Inferno für die Sinne

Es ist 19.00. Pünktlich – wie verabredet – treffen wir am Haupteingang des Weihnachtsmarkts im Kölner Stadtgarten zusammen. Gleich beim Betreten werden wir vom anheimelnden Schein unzähliger Lichter empfangen. Aus vielen Ecken duftet es verführerisch nach Reibe- und Flammkuchen, Raclette, gegrilltem Fleisch, Mexican und Brazilian Food sowie Crepes, frisch zubereiteten Nussschnecken, Apfel-Zimt-Wecken, Gewürzen oder exotischen Tee- und Kaffeesorten. Ein wahres Inferno für die Sinne also. Auch die sonstigen Waren heben sich erfrischend vom Angebot anderer Märkte ab. Nicht alles gefällt mir, aber die Neugier wird geweckt – und ein belustigtes Interesse manchmal auch. So wie zum Beispiel am Stand mit den poppig-bunt gestrickten Bommelmützen in türkise-rot-weiß. Unwillkürlich entfährt meinem Freund die Frage: Ob es die auch in schön gibt? Leider höre das nicht nur ich, sondern auch die öko-angehauchte junge Verkäuferin spitzt ihre Ohren. Ihr gequältes Lächeln ist die Folge. Wir allerdings lachen ganz ungequält, wenn auch aus Höflichkeit mehr innerlich.

Verdutztes Gesicht am Ausschank

Und wo wir schon beim Thema „Belustigung“ sind: Mittlerweile bereitet es mir auch schelmische Freude, am Getränkestand für meinen Freund einen Glühwein und für mich einen Kinderpunsch zu bestellen. Mit 61 Jahren ein Kinderpunsch? Einfach herrlich, dabei in das leicht verdutzte Gesicht der jeweils Ausschenkenden zu blicken. In diesem Zusammenhang muss ich an einen Weihnachtsmarktbesuch vor sechs Jahren mit demselben Freund denken. Damals hatte ich für all diese Sinneseindrücke und Vielfalt überhaupt kein Auge. Stattdessen schnurstracks zur erstbesten Getränkebude und in möglichst schneller Folge auf nüchternen Magen drei Glühwein mit Schuss – Rum natürlich – reingepfiffen.
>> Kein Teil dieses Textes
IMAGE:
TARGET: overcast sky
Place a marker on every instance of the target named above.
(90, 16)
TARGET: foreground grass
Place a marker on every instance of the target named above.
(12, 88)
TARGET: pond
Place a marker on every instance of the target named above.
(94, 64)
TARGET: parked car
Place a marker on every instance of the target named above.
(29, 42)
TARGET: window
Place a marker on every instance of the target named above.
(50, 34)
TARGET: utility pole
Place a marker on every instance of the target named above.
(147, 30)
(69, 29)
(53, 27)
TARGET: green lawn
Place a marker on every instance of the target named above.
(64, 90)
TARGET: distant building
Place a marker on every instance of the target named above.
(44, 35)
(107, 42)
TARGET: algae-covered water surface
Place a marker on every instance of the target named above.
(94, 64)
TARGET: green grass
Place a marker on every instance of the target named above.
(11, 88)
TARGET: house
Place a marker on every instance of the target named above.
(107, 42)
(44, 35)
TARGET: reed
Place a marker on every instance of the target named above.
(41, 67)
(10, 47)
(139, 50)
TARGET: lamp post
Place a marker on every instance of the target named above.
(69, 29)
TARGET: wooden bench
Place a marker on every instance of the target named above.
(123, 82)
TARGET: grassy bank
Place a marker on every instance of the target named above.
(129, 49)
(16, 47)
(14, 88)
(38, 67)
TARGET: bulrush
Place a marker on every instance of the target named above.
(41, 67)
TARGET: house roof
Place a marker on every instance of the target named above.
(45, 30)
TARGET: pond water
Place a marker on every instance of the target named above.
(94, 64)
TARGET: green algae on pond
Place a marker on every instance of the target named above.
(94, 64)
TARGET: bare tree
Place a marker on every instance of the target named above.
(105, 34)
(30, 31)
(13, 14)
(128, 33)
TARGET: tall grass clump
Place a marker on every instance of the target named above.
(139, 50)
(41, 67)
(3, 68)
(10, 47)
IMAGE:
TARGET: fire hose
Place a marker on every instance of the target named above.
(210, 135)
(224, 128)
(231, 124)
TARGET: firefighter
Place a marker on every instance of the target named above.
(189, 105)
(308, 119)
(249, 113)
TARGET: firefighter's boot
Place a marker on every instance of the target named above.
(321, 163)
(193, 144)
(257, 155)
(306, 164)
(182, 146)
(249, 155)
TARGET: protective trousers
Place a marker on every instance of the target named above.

Wegen der besseren Wirkung. Doch bereits nach einer viertel Stunde war das dadurch ausgelöste Hochgefühl auch schon wieder verflogen. Was blieb, war dieses tumbe Gefühl des „In-Watte-gepackt-seins“. Und das nur aufs nächste Nachkippen verengte Bemühen, um den Pegel zu halten. Wenn ich heute daran denke, schüttelt es mich geradezu – keine schöne Erinnerung!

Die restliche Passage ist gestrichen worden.